Plusieurs entreprises s’adaptent à ce besoin de personnaliser les funérailles, comme la Coopérative funéraire du Grand Montréal, avec son nouveau concept Funérailles Flex. L’idée? Des funérailles sur mesure à l’endroit de votre choix, sous réserve, évidemment, d’obtenir les permissions requises. «En offrant de nouveaux points de service pour se rapprocher davantage des gens, il est dorénavant possible d’organiser des funérailles à des endroits qui ne sont pas nécessairement des lieux prévus à cet effet», explique Caroline Cloutier, directrice du marketing et du développement pour la Coopérative funéraire du Grand Montréal. L’espace Fullum et l’édifice où loge la Société Saint-Jean-Baptiste, «deux lieux accueillants avec des installations exceptionnelles», sont notamment disponibles. On peut même organiser des funérailles à son domicile. La Coopérative fournit alors tout le matériel nécessaire pour créer un bel hommage en souvenir du défunt.

Essentiels rituels

L’écrivain, journaliste et philosophe français Jean D’Ormesson pose un regard éclairé sur la disparition d’un être cher. «Il y a quelque chose de plus fort que la mort, c’est la présence des absents dans la mémoire des vivants.» Ne serait-ce pas là l’une des raisons de l’émergence de ces nouveaux rituels de deuil?
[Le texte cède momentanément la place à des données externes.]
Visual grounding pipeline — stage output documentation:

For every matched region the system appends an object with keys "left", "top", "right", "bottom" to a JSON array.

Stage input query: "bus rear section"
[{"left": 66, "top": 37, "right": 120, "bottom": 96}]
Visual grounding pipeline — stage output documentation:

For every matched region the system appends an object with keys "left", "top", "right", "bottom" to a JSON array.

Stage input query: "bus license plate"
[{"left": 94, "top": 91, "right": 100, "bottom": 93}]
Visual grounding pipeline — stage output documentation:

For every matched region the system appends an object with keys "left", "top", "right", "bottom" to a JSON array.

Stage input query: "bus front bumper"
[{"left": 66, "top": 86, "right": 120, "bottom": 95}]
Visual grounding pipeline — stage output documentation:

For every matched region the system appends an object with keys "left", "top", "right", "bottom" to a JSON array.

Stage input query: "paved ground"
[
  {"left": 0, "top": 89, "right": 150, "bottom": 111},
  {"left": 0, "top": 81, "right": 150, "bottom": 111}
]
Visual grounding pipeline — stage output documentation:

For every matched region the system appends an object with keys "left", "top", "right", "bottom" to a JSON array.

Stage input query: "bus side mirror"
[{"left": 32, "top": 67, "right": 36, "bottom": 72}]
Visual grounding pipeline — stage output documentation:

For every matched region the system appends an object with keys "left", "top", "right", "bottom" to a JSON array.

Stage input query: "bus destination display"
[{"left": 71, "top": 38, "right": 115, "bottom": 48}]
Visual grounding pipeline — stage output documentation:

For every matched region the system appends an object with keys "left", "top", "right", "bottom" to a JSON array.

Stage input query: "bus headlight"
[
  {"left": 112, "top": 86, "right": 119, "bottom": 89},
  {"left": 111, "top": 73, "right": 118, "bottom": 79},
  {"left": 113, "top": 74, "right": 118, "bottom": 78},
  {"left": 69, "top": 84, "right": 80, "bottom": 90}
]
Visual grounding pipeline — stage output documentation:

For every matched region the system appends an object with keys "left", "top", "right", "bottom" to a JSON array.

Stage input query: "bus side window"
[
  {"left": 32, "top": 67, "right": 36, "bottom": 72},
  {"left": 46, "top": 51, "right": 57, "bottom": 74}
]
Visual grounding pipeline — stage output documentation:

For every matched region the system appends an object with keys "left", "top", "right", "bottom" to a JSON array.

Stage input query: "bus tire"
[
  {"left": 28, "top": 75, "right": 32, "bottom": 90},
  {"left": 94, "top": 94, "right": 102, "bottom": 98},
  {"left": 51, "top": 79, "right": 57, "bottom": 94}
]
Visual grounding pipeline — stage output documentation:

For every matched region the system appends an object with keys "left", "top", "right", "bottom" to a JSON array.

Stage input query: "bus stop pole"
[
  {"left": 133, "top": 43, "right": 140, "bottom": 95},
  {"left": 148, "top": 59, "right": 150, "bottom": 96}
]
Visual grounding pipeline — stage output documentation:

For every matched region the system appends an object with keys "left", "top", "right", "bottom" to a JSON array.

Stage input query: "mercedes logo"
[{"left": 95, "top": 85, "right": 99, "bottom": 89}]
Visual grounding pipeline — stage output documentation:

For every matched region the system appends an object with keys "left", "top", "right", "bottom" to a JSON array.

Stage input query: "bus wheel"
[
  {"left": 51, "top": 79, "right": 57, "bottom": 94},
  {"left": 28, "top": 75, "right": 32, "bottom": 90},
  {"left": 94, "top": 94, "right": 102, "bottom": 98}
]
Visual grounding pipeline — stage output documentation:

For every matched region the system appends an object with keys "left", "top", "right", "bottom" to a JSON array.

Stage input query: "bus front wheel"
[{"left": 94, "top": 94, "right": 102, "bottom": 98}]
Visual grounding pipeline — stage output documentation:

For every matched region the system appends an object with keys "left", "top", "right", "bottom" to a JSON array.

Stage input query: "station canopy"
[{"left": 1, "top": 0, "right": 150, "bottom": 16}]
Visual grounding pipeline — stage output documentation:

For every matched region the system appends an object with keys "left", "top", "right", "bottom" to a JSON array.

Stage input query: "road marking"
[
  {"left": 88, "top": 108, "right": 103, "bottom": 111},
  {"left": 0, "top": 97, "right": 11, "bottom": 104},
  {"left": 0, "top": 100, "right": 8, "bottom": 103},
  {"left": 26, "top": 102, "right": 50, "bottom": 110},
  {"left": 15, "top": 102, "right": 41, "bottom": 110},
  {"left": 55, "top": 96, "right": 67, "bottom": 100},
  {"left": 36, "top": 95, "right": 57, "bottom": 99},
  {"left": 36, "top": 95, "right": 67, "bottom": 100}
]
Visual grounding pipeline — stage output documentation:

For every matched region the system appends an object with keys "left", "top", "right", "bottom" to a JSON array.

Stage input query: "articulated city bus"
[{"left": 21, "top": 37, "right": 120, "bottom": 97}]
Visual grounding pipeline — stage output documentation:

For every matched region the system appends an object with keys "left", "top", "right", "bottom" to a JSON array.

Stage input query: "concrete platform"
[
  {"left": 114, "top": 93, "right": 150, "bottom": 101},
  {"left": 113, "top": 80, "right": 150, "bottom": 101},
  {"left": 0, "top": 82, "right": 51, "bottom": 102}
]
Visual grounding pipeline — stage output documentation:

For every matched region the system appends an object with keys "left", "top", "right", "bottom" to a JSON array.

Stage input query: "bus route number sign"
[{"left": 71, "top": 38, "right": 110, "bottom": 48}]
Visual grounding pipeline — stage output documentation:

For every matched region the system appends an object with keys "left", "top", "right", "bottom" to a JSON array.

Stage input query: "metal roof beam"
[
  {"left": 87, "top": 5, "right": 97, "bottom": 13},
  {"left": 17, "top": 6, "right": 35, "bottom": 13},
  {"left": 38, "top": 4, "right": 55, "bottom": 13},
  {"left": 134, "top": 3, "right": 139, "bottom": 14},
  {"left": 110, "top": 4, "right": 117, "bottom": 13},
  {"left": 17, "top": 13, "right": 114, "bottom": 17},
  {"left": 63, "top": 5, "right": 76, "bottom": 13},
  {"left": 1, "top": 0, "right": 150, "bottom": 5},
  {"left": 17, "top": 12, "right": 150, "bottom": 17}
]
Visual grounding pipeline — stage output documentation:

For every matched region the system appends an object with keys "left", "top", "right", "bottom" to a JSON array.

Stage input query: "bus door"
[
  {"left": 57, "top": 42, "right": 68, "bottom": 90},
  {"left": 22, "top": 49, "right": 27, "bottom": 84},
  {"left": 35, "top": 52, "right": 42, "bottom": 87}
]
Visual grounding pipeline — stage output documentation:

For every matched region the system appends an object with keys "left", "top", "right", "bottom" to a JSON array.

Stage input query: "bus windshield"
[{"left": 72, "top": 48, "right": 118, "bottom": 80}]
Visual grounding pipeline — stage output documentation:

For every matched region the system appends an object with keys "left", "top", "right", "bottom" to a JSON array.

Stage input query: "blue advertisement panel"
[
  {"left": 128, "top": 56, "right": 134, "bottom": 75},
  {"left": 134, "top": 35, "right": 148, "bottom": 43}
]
Pour Catherine Morel, travailleuse sociale en pratique privée, l’importance moindre accordée à la religion au fil du temps a amené les gens à perdre certains repères. «Nous avons maintenant besoin de remettre des rituels dans nos vies. D’où le grand intérêt pour les jardins: mettre du terrestre au céleste.»

Même son de cloche du côté de Murielle St-Jean, bachelière en sciences sociales et coordonnatrice du service aux personnes en perte d’autonomie à L’Entraide Chez Nous. «Dans la société d’aujourd’hui, tout est une histoire de performance. Tout faire, trop vite!» Or, le deuil se veut, en quelque sorte, un temps d’arrêt. «Le rituel est important: il s’agit d’une démarche pour boucler le deuil, d’un geste significatif qui permet de réaliser la perte de l’être cher.» Elle constate dans sa pratique l’ouverture dont font preuve les personnes endeuillées dans le choix du rituel choisi. «Il y a une douzaine d’années de cela, nous ne proposions que deux groupes de deuils par an pour accompagner les personnes souffrant de la perte d’un être cher. Désormais, l’offre est à deux par semaine, et chaque groupe se compose de 5 ou 6 personnes.» Le rituel, quel qu’il soit, est un baume pour la personne endeuillée. «À la dixième rencontre, chaque participant écrit un mot au disparu, tout juste avant l’envolée de ballons.» En poste depuis 2006, elle observe des gens qui participent à ces groupes de soutien plus de 7 ou 8 ans après leur deuil. «Un rituel permet de bâtir, en quelque sorte, un nouveau lien avec la personne décédée.»

Comment faire respecter nos volontés?

La meilleure stratégie demeure toujours de mettre nos volontés par écrit et d’indiquer à l’un de nos proches l’endroit où demeure entreposé le précieux document. On informe notre famille si on a rédigé un testament ou si on a opté pour des préarrangements funéraires. «Le testateur peut choisir le mode de disposition de son corps après son décès ainsi que l’organisation de ses funérailles. L’article 42 du Code civil du Québec prévoit que les frais seront à la charge de la succession», explique Me Michel Beauchamp, notaire au cabinet Beauchamp et Gilbert.

Cette clause testamentaire précise donc de façon claire la responsabilité de la succession d’acquitter les frais associés aux funérailles. «Si le testateur avait prévu qu’il n’y aurait pas d’exposition du corps après son décès, mais que la famille désire faire autrement, les frais devront être assumés par la famille et non la succession.» Et, en vertu du Code civil du Québec, à défaut de dispositions à cet effet dans un testament, ce sont les héritiers qui décident.